Collins had no connection with Sproul Homes, other than the purchase of the trucks. Therefore, it had no notice of the action at the time it was instituted. Neither did Collins have any way of knowing it was the proper defendant in Driscoll's lawsuit. Finally, we note that Collins was undoubtedly prejudiced by appellant's delay in filing his second amended complaint. Before it was served with the complaint, Collins had dissolved as a corporation and had sold the four trucks it bought from Sproul Homes. It no longer had the records necessary to identify who had driven the trucks that day, or the roads on which the trucks had been driven. Appellant thus failed to meet the most critical criterion of the three-part test of Servatius, and the district court did not err in granting respondent's motion to dismiss. Lunn, supra, 96 Nev. at 790, 618 P.2d at 345.

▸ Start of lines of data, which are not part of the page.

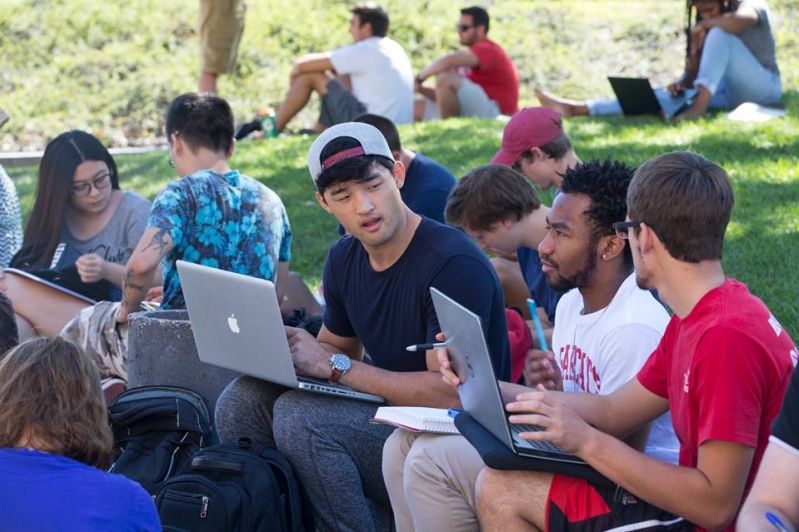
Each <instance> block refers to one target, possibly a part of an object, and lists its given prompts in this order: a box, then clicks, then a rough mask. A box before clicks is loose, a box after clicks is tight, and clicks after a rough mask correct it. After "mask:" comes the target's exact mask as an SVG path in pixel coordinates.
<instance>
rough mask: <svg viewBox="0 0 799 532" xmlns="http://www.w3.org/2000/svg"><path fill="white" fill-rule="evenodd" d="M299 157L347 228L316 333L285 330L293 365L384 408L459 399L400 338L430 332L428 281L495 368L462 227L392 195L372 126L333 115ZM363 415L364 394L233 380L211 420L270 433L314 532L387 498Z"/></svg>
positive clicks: (252, 429)
mask: <svg viewBox="0 0 799 532" xmlns="http://www.w3.org/2000/svg"><path fill="white" fill-rule="evenodd" d="M308 166H309V169H310V172H311V177H312V178H313V181H314V185H315V186H316V190H317V192H316V199H317V201H318V202H319V205H320V206H321V207H322V208H323V209H325V210H326V211H327V212H329V213H331V214H333V215H334V216H335V217H336V219H337V220H338V222H339V223H340V224H341V225H342V226H343V227H344V229H345V230H346V232H347V233H348V234H347V236H344V237H342V238H341V239H340V240H338V241H337V242H336V243H335V244H333V246H332V247H331V249H330V253H329V254H328V258H327V261H326V263H325V268H324V290H325V301H326V304H327V307H326V309H325V316H324V326H323V327H322V329H321V331H320V333H319V336H318V339H317V338H313V337H312V336H311V335H310V334H308V333H307V332H305V331H302V330H297V329H291V328H288V329H287V336H288V339H289V346H290V348H291V352H292V356H293V358H294V365H295V367H296V368H297V369H298V371H299V372H300V373H302V374H305V375H309V376H312V377H317V378H324V379H330V380H331V381H333V382H340V383H342V384H346V385H347V386H350V387H352V388H355V389H357V390H360V391H363V392H367V393H372V394H376V395H381V396H383V397H385V398H386V400H387V401H388V403H390V404H394V405H422V406H431V407H443V408H446V407H450V406H457V405H459V400H458V397H457V394H456V393H455V390H453V389H451V388H449V387H448V386H446V385H445V384H444V383H442V381H441V379H440V376H439V374H438V373H437V370H438V361H437V359H436V357H435V354H434V352H433V351H427V352H424V351H422V352H408V351H406V349H405V347H406V346H408V345H410V344H418V343H427V342H433V341H434V340H435V336H436V334H438V333H439V332H440V327H439V325H438V320H437V318H436V315H435V310H434V308H433V304H432V300H431V297H430V287H431V286H434V287H436V288H438V289H439V290H441V291H442V292H444V293H445V294H447V295H449V296H450V297H452V298H453V299H455V300H456V301H459V302H460V303H461V304H463V305H464V306H466V307H467V308H469V309H471V310H472V311H473V312H475V313H476V314H478V315H479V316H480V317H481V318H482V321H483V327H484V332H485V335H486V339H487V342H488V345H489V349H490V352H491V353H492V354H493V356H494V360H493V363H494V367H495V368H496V371H497V378H500V379H507V378H508V377H509V364H510V357H509V349H508V336H507V324H506V321H505V310H504V304H503V299H502V291H501V289H500V286H499V282H498V280H497V277H496V274H495V273H494V270H493V268H492V267H491V264H490V263H489V262H488V260H487V259H486V257H485V256H484V255H483V253H482V252H481V251H480V250H479V249H478V248H477V246H475V245H474V243H472V242H471V240H470V239H469V238H468V237H467V236H466V235H465V234H463V233H461V232H460V231H458V230H456V229H454V228H451V227H447V226H445V225H442V224H439V223H437V222H434V221H432V220H428V219H426V218H422V217H420V216H419V215H417V214H415V213H413V212H412V211H411V210H410V209H409V208H408V207H407V206H406V205H405V204H404V203H403V202H402V199H401V197H400V188H401V187H402V184H403V180H404V177H405V168H404V166H403V164H402V163H401V162H399V161H395V160H394V159H393V158H392V156H391V151H390V150H389V148H388V145H387V144H386V141H385V139H384V138H383V136H382V134H381V133H380V132H379V131H378V130H377V129H376V128H374V127H372V126H370V125H367V124H359V123H347V124H340V125H337V126H333V127H332V128H330V129H328V130H327V131H325V132H324V133H323V134H322V135H320V136H319V138H318V139H317V140H316V141H315V142H314V144H313V145H312V146H311V149H310V152H309V156H308ZM364 351H366V352H368V353H369V357H370V359H371V363H368V362H365V361H364ZM374 413H375V407H374V405H369V404H367V403H362V402H358V401H353V400H348V399H338V398H329V397H324V396H320V395H317V394H309V393H306V392H302V391H288V392H287V391H286V389H285V388H282V387H279V386H276V385H273V384H270V383H266V382H263V381H259V380H257V379H253V378H249V377H242V378H240V379H237V380H236V381H234V382H233V383H232V384H231V385H230V386H229V387H228V389H227V390H226V391H225V393H223V395H222V396H221V397H220V399H219V401H218V403H217V410H216V420H217V428H218V432H219V434H220V436H221V438H222V439H223V440H234V441H235V440H236V439H237V438H239V437H241V436H251V437H254V438H257V439H262V440H263V439H265V440H272V439H274V441H275V442H276V444H277V446H278V449H280V450H281V451H282V452H283V453H284V454H286V455H287V456H288V458H289V460H290V461H291V463H292V465H293V466H294V468H295V470H296V472H297V474H298V475H299V477H300V479H301V481H302V483H303V485H304V486H305V488H306V489H307V491H308V493H309V497H310V501H311V506H312V507H313V510H314V515H315V517H316V521H317V523H316V524H317V528H318V529H319V530H368V529H376V530H385V529H389V528H390V526H391V507H390V503H389V498H388V494H387V493H386V489H385V486H384V484H383V477H382V473H381V454H382V448H383V443H384V441H385V440H386V438H388V436H389V435H390V434H391V431H392V429H391V428H390V427H387V426H384V425H372V424H370V423H369V420H370V419H371V418H372V417H373V416H374Z"/></svg>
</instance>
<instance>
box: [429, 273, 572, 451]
mask: <svg viewBox="0 0 799 532" xmlns="http://www.w3.org/2000/svg"><path fill="white" fill-rule="evenodd" d="M430 294H431V295H432V297H433V305H434V306H435V308H436V315H437V316H438V323H439V325H441V330H442V332H443V333H444V335H445V336H446V338H447V340H446V342H447V351H448V352H449V355H450V359H451V361H452V368H453V369H454V370H455V373H456V374H457V375H458V377H459V378H460V379H461V383H462V384H461V385H460V386H458V394H459V395H460V398H461V403H462V404H463V409H464V410H466V412H468V413H469V415H471V416H472V417H473V418H474V419H475V421H477V422H478V423H479V424H480V425H482V426H483V427H484V428H485V429H486V430H488V431H489V432H490V433H491V434H493V435H494V437H496V438H497V439H498V440H499V441H501V442H502V443H503V444H504V445H505V446H506V447H508V448H509V449H510V450H512V451H513V452H515V453H516V454H518V455H521V456H532V457H535V458H539V459H544V460H555V461H559V462H568V463H574V464H585V462H584V461H583V460H582V459H580V458H578V457H576V456H574V455H572V454H569V453H567V452H566V451H564V450H563V449H561V448H560V447H558V446H557V445H554V444H553V443H550V442H542V441H529V440H525V439H522V438H521V437H519V433H520V432H533V431H536V430H544V429H542V428H541V427H538V426H536V425H517V424H513V423H510V422H509V421H508V413H507V412H506V410H505V405H504V403H503V401H502V395H501V394H500V391H499V385H498V384H497V379H496V377H495V373H494V368H493V365H492V364H491V356H490V355H489V352H488V345H487V344H486V340H485V335H484V334H483V325H482V322H481V320H480V316H478V315H477V314H475V313H473V312H471V311H470V310H469V309H467V308H465V307H464V306H462V305H461V304H460V303H458V302H456V301H454V300H453V299H451V298H450V297H448V296H446V295H444V294H443V293H442V292H441V291H439V290H437V289H436V288H432V287H431V288H430Z"/></svg>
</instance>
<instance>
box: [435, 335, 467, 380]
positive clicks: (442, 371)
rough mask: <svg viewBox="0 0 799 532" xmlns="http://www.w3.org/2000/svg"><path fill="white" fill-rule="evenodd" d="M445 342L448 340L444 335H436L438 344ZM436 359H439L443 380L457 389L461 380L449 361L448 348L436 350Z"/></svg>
mask: <svg viewBox="0 0 799 532" xmlns="http://www.w3.org/2000/svg"><path fill="white" fill-rule="evenodd" d="M445 340H446V338H445V337H444V333H438V334H437V335H436V342H443V341H445ZM436 357H437V358H438V363H439V364H440V365H441V366H440V367H439V368H438V371H440V372H441V378H442V379H444V382H446V383H447V384H449V385H450V386H453V387H455V388H457V387H458V385H459V384H460V383H461V380H460V378H459V377H458V376H457V375H456V374H455V371H454V370H453V369H452V363H451V362H450V361H449V353H448V352H447V348H446V347H443V348H441V349H436Z"/></svg>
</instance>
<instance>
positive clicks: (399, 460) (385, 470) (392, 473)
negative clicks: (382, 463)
mask: <svg viewBox="0 0 799 532" xmlns="http://www.w3.org/2000/svg"><path fill="white" fill-rule="evenodd" d="M414 439H415V438H414V437H413V433H412V432H409V431H407V430H401V429H397V430H395V431H394V432H393V433H392V434H391V436H389V437H388V439H387V440H386V443H384V444H383V461H382V463H383V466H382V467H383V478H385V480H386V484H389V483H390V482H392V481H394V480H396V478H395V477H397V476H398V474H401V472H402V470H403V469H404V467H405V460H406V458H407V457H408V453H409V452H410V450H411V448H412V445H413V440H414Z"/></svg>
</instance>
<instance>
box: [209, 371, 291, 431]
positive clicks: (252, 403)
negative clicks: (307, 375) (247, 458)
mask: <svg viewBox="0 0 799 532" xmlns="http://www.w3.org/2000/svg"><path fill="white" fill-rule="evenodd" d="M275 388H276V387H275ZM270 389H271V388H270V385H269V383H265V382H264V381H261V380H259V379H255V378H253V377H247V376H244V377H239V378H237V379H235V380H234V381H232V382H231V383H230V384H228V385H227V386H226V387H225V389H224V390H223V391H222V393H221V394H220V396H219V398H218V399H217V401H216V409H215V411H214V423H215V425H216V431H217V435H218V436H219V439H220V440H221V441H223V442H228V441H237V440H238V439H239V438H241V437H250V438H254V439H257V440H264V441H271V440H272V436H271V427H270V426H268V425H270V424H271V420H270V417H271V416H270V415H269V414H268V413H267V412H268V410H269V409H270V408H271V404H272V402H274V397H275V396H277V395H278V394H279V392H277V391H276V390H275V391H274V393H271V392H270Z"/></svg>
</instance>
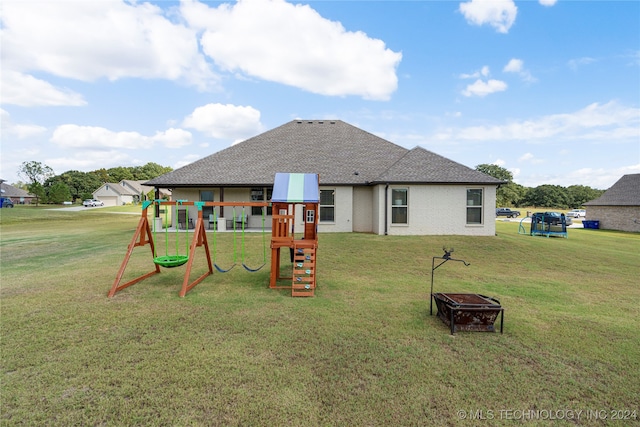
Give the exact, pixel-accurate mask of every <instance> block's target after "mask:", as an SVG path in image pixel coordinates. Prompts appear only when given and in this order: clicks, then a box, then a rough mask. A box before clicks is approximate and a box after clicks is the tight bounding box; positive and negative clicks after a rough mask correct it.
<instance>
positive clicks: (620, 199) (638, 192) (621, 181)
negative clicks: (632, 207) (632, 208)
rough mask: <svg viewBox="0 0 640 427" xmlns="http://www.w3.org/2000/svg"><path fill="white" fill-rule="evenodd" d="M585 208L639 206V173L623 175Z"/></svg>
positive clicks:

Collins claimed it did have records which showed that none of its tie-down winches were reported lost at the time of Driscoll's accident. While this fact is not dispositive, it does tend to show that Collins had no notice of a possible lawsuit.
We are mindful of the difficulties sometimes encountered by plaintiffs in their attempts to identify proper party defendants. Driscoll cannot be blamed for his memory loss, since it was the direct result of the tort committed upon him. In such a case we are reluctant to apply the strict rule set by State ex rel. Dep't of Hwys. v. District Court, 95 Nev. 715, 601 P.2d 710 (1979). That case limited the application of NRCP 10(a) to a mere change in nomenclature of a defendant, and refused to extend the concept of relation back to a defendant whose identity was unknown. We question whether this narrow interpretation is in keeping with the underlying purpose of the rule, and in an appropriate case, we may be disposed to reconsider it. Upon the facts of this case, however, we are not convinced that the expansive interpretation of NRCP 10(a) desired by the appellant should be applied.
We conclude the district court did not err in granting respondent Collins' motion to dismiss.